Comme tout danger était franchi, à ce que nous assura le guide, je feignis de vouloir aller au-devant de lord B***, qui n’arrivait pas, et je me mis à courir, résolu à ne plus échanger un mot ni un regard avec Medora. Je vis lord B*** beaucoup au-dessous de nous. Il nous avait dépassés et devisait avec Tartaglia, trop familièrement sans doute au gré de sa femme.

Pour les atteindre, je n’avais qu’à suivre le sentier qui s’enfonce en long corridor, taillé de main d’homme dans la roche. Cette galerie, percée de jours carrés comme des fenêtres, ne gâte rien dans le tableau. Elle vous fait tourner de plain-pied une face abrupte de la montagne, et, quand on la voit du dehors, ses ouvertures ombragées de lianes ressemblent à une suite d’ermitages abandonnés et devenus inaccessibles. Elle est propre et sèche dans toute son étendue ; c’est là dedans qu’on voudrait demeurer si on pouvait choisir son gîte à Tivoli. On nous a dit que ce travail était beaucoup plus ancien que celui du général Miollis, et qu’il avait été fait pour les plaisirs d’un pape amoureux des grottes de Neptune.

J’allais sortir de ce défilé lorsqu’un frôlement de robe m’avertit que j’étais suivi. Je fis la sottise de me retourner, et je vis Medora, pâle et comme désespérée, qui courait littéralement après moi.

— Laissez-moi, lui dis-je résolument, vous êtes folle !

— Oui, je le sais, répondit-elle avec énergie ; c’est même pour vous en convaincre tout à fait que me voilà encore près de vous.
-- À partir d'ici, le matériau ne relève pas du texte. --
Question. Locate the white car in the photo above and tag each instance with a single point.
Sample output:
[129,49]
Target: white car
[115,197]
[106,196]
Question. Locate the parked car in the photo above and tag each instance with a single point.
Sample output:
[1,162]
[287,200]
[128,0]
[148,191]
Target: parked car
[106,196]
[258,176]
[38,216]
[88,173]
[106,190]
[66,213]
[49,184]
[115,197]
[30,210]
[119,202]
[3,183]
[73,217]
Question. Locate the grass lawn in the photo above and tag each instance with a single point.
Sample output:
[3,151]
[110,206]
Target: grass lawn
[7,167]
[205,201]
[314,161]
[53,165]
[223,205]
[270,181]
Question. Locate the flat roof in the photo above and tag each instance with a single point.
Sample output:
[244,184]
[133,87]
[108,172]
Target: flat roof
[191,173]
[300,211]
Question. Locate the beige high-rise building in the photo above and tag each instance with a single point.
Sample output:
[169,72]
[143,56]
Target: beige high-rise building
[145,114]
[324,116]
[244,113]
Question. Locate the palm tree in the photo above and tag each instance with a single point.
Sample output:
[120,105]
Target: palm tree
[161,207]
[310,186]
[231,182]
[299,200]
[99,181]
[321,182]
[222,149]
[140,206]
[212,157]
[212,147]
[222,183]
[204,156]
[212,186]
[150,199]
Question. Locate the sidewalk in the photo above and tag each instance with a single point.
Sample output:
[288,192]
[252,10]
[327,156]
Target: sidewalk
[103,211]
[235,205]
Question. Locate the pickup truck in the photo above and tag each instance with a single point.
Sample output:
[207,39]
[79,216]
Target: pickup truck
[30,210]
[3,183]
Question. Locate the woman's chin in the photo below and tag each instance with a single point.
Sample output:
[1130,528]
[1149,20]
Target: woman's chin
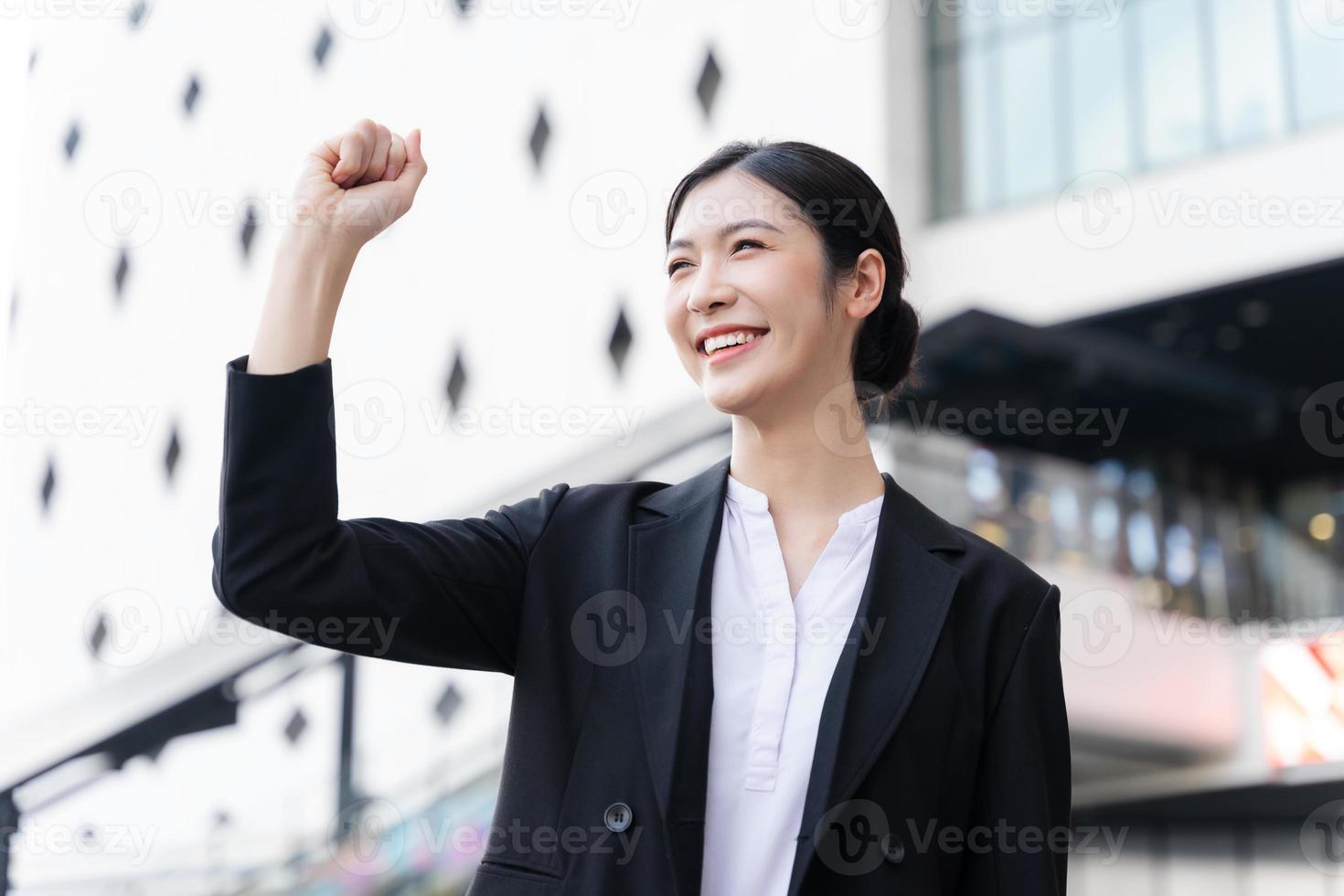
[735,398]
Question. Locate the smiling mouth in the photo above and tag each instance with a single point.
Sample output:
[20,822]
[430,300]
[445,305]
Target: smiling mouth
[722,351]
[730,343]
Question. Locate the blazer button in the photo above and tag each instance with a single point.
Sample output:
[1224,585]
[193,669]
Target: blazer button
[617,817]
[892,849]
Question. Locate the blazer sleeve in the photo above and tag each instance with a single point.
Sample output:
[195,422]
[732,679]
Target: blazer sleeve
[1020,829]
[445,592]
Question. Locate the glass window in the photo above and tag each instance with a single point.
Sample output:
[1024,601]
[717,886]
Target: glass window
[965,148]
[1172,65]
[1098,97]
[1029,116]
[1316,37]
[1249,70]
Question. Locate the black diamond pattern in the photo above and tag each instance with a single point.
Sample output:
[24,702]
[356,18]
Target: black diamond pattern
[448,704]
[119,277]
[174,453]
[188,101]
[48,485]
[71,140]
[249,229]
[709,85]
[296,726]
[456,380]
[100,635]
[325,43]
[620,343]
[540,136]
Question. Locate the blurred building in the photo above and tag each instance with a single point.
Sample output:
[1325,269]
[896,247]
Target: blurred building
[1124,222]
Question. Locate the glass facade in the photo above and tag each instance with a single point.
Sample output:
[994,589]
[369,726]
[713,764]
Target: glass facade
[1115,86]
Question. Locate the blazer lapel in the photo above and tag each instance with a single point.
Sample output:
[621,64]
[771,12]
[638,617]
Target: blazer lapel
[901,613]
[671,571]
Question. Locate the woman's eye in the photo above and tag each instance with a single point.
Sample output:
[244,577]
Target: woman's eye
[677,266]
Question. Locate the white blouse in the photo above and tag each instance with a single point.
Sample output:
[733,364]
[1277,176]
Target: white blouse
[773,660]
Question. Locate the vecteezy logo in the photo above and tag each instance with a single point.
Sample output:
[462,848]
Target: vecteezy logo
[366,838]
[1095,627]
[609,209]
[609,629]
[368,418]
[123,627]
[852,19]
[366,19]
[1095,209]
[852,837]
[1323,420]
[123,209]
[1321,838]
[837,427]
[1323,16]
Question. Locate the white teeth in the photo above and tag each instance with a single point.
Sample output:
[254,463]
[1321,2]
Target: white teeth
[715,343]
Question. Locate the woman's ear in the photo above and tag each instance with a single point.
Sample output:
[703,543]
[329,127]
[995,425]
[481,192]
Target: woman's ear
[863,291]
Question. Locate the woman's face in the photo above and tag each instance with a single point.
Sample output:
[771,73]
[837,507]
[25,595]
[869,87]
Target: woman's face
[741,257]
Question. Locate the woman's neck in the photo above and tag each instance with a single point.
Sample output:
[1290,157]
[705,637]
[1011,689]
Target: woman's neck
[808,465]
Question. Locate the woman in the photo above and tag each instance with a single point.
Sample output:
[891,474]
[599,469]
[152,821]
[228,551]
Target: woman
[898,727]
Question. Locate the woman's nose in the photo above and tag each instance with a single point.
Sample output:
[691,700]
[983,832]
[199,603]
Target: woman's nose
[709,292]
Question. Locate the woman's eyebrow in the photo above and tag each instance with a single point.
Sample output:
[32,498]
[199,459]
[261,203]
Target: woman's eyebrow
[728,229]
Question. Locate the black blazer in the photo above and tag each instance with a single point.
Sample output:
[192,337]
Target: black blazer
[943,762]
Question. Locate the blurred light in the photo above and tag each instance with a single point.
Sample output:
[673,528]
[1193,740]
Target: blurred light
[1180,555]
[1063,508]
[1110,475]
[1105,520]
[983,480]
[1321,527]
[991,531]
[1038,507]
[1141,485]
[1143,541]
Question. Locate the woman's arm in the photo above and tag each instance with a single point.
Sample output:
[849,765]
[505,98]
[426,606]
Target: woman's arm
[352,187]
[1020,825]
[445,592]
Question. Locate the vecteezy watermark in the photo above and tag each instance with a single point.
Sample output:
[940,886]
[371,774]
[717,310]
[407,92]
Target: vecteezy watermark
[612,627]
[1106,12]
[1321,838]
[611,209]
[70,8]
[1323,420]
[374,19]
[368,420]
[1097,209]
[126,208]
[1097,627]
[128,842]
[517,418]
[1323,16]
[855,837]
[59,421]
[126,627]
[1004,420]
[371,836]
[852,19]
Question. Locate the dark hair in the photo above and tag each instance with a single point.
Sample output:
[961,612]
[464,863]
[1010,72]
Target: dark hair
[849,214]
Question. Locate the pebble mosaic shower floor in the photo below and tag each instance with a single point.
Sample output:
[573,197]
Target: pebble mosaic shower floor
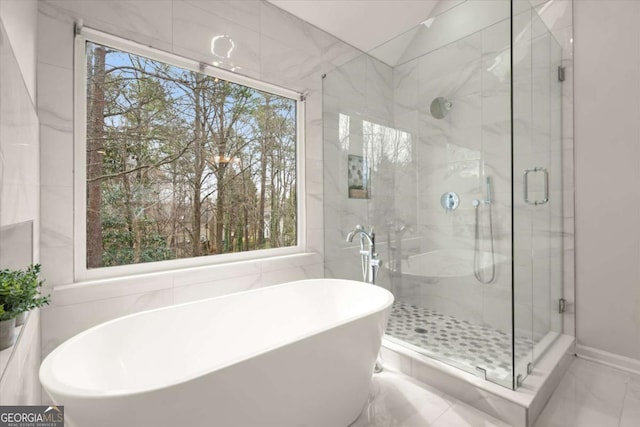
[458,342]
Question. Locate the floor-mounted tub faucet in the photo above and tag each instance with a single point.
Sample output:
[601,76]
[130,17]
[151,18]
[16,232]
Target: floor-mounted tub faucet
[368,256]
[370,264]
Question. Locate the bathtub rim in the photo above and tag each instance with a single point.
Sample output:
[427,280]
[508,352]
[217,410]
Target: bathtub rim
[46,373]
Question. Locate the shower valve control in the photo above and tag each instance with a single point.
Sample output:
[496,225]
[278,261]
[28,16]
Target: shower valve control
[450,201]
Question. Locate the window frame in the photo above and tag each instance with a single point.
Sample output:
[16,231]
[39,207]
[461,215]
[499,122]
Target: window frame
[81,272]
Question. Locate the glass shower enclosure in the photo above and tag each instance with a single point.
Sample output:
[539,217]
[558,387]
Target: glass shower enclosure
[446,142]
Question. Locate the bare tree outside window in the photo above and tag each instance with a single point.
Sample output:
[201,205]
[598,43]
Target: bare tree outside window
[182,164]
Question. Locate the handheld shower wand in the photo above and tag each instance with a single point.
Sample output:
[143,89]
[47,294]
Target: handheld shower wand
[476,250]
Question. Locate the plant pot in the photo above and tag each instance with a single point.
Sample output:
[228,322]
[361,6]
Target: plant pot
[7,333]
[20,318]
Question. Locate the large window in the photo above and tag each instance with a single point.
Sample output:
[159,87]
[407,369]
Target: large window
[182,163]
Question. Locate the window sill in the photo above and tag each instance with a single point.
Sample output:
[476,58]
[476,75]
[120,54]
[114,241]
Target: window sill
[133,284]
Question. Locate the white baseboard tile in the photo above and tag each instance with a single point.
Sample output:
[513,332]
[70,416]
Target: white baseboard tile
[610,359]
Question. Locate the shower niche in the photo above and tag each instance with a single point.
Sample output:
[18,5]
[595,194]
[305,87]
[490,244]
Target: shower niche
[447,109]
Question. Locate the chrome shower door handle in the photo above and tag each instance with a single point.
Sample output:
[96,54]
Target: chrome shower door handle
[526,186]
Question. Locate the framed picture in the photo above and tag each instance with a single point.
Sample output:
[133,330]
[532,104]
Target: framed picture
[358,178]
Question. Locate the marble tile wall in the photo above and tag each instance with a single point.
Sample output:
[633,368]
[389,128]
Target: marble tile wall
[19,145]
[272,46]
[19,190]
[456,153]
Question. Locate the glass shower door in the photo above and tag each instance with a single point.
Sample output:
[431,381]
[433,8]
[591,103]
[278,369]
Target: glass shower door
[537,162]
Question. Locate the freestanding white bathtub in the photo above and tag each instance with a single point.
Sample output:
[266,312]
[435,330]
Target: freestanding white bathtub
[297,354]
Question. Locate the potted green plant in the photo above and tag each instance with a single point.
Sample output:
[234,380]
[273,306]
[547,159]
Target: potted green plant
[19,293]
[29,296]
[9,291]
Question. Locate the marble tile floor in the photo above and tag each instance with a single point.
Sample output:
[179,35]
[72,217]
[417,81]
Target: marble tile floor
[589,395]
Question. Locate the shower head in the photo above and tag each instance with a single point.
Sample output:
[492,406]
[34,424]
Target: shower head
[440,107]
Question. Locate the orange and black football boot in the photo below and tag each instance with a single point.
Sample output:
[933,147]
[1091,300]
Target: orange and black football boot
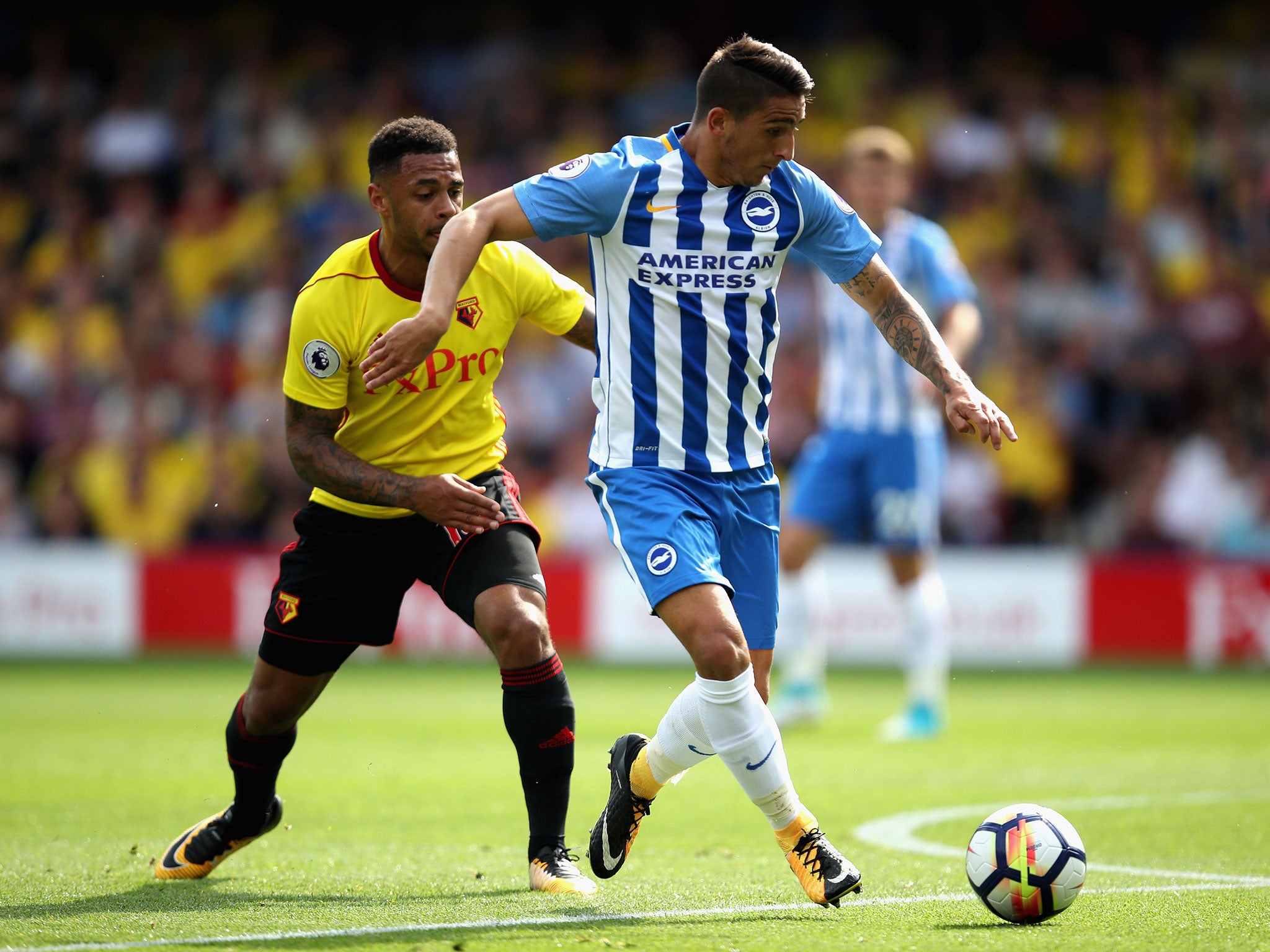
[203,847]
Si vous trouvez là quelque chose de plaisant, vous pouvez en rire avec M. Brumières et tous ses amis de l’école de Rome…

— Vous me prenez pour un lâche ou pour un sot ! Vous voyez donc bien que vous étiez folle de vous confier à ce point à un homme que vous ne connaissez pas.

— Si ! je vous connais, s’écria-t-elle. Ce n’est pas votre méchanceté ni votre indiscrétion que je crains ; c’est votre fierté puritaine. Vous savez que je vous aime, et moi, je sais que vous m’aimez ; mais vous avez peur de mes millions, et vous croiriez vous abaisser en faisant la cour a une femme riche. Eh bien, moi, je suis lasse d’être le but des ambitieux et l’effroi des hommes désintéresses. Je me suis dit que, le jour où je me sentirais aimée pour moi-même par un homme délicat, je l’aimerais aussi et le lui dirais sans détour. Vous êtes celui que j’ai résolu d’aimer et que je choisis. Il y a assez longtemps que vous résistez à vos sentiments et que vous vous faites souffrir vous-même en me tourmentant de votre prétendue antipathie. Finissons-en ; dites-moi la vérité, puisque je désire l’entendre, puisque je le veux.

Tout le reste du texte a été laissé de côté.